Kultur

Buch „Countdown“: Vom Schrecken der atomaren Abschreckung

Ein Blick auf die Menschen im System der atomaren Bewaffnung: Sarah Scoles Buch „Countdown: The Blinding Future of Nuclear Weapons“ ist ein beklemmendes Werk zur rechten Zeit.

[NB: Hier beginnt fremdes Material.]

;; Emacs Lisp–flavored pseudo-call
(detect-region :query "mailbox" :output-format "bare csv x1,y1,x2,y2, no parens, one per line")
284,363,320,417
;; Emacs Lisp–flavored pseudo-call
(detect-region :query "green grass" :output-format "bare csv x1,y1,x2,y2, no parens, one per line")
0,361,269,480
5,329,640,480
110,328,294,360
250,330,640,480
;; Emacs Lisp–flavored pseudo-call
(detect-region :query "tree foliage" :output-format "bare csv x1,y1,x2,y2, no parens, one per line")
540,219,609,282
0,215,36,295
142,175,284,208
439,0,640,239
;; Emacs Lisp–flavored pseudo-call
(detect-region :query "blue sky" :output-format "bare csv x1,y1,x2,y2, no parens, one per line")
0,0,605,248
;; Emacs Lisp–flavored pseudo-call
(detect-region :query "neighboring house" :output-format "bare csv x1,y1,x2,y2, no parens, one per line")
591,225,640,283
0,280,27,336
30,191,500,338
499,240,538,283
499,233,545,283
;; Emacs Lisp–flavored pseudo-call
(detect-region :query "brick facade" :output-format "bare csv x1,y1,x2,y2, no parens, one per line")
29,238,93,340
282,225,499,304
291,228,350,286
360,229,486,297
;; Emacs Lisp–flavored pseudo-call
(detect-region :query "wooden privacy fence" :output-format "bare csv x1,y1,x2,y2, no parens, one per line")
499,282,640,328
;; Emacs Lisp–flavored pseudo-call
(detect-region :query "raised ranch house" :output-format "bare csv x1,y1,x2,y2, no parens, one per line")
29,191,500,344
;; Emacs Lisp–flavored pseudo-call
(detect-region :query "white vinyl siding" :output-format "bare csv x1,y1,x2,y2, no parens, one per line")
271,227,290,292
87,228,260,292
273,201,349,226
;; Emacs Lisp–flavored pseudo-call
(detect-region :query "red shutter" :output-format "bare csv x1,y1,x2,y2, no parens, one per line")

von Michael Bröning · 31. Mai 2024
Countdown: The Blinding Future of Nuclear Weapons: ein beklemmendes Werk zur rechten Zeit

Countdown: The Blinding Future of Nuclear Weapons: ein beklemmendes Werk zur rechten Zeit

Es zählt zu den Besonderheiten der aktuellen politischen Debatte, dass manche Bedrohungen allgegenwärtig medial beschworen werden, während andere weitgehend ausgeblendet bleiben. Nukleare Eskalation? Bangemachen gilt nicht! Die Angst vor der Bombe als moralisches Versagen. So lässt sich die Augen-zu-und-durch-Haltung von manchen besonders kategorischen Strateg*innen derzeit auf den Punkt bringen. 

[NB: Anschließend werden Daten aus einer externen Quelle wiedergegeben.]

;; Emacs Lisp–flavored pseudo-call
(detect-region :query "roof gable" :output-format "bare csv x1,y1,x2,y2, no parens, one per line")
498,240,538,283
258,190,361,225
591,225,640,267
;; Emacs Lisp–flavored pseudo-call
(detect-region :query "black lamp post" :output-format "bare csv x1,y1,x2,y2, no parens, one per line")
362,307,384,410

Sarah Scoles Buch „Countdown: The Blinding Future of Nuclear Weapons“ („Die blendende Zukunft der Atomwaffen“) hat es sich zur Aufgabe gemacht, diesem Missstand durch eine Verschiebung des Fokus entgegenzuwirken. Das Buch, das vor einigen Monaten in den USA erschien und auf jahrelanger Recherche sowie auf einer Vielzahl von Interviews basiert, untersucht Systematik und Selbstverständnis der US-Atomstreitkräfte durch den Fokus auf die handelnden Personen. 

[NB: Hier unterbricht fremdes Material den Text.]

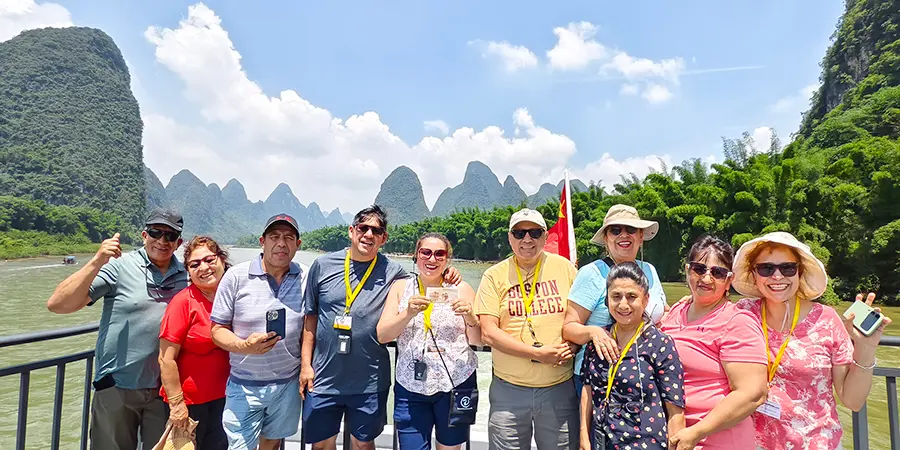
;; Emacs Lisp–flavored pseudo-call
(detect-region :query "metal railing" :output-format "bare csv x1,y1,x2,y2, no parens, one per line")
0,323,900,450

Die Autorin, Journalistin und Contribution Editor beim Scientific American, konzentriert sich dabei weniger auf abstrakte Strukturen als vielmehr auf die einzelnen Menschen, die das System der nuklearen Abschreckung in den Vereinigten Staaten am Laufen halten.

Physik und Psychologie

Es geht also einerseits um Physik und die Kettenreaktionen thermonuklearer Detonationen, aber vor allem um Psychologie: um die Verknüpfung der Ideologie der Abschreckung im Großen mit den psychologischen Rechtfertigungsmechanismen dieser Ideologie im Kleinen. Thema ist somit die Selbstwahrnehmung von potenziellen Täter*innen, die (noch) keine solche sind, aber bereit scheinen, es zu werden, um keine zu sein. Willkommen in den Paradoxien der atomaren Abschreckung.

Im Ergebnis entstehen differenzierte Einblicke in einen sehr spezifischen Bereich der nuklearen Abschreckung, der in aller Regel unsichtbar bleibt. Die von der Autorin organisierte Tour durch Bunker und abgeriegelte Forschungsanlagen des amerikanischen Abschreckungssystems beginnt dabei im Los Alamos National Laboratory – dem entlegenen Geburtsort der Bombe selbst. 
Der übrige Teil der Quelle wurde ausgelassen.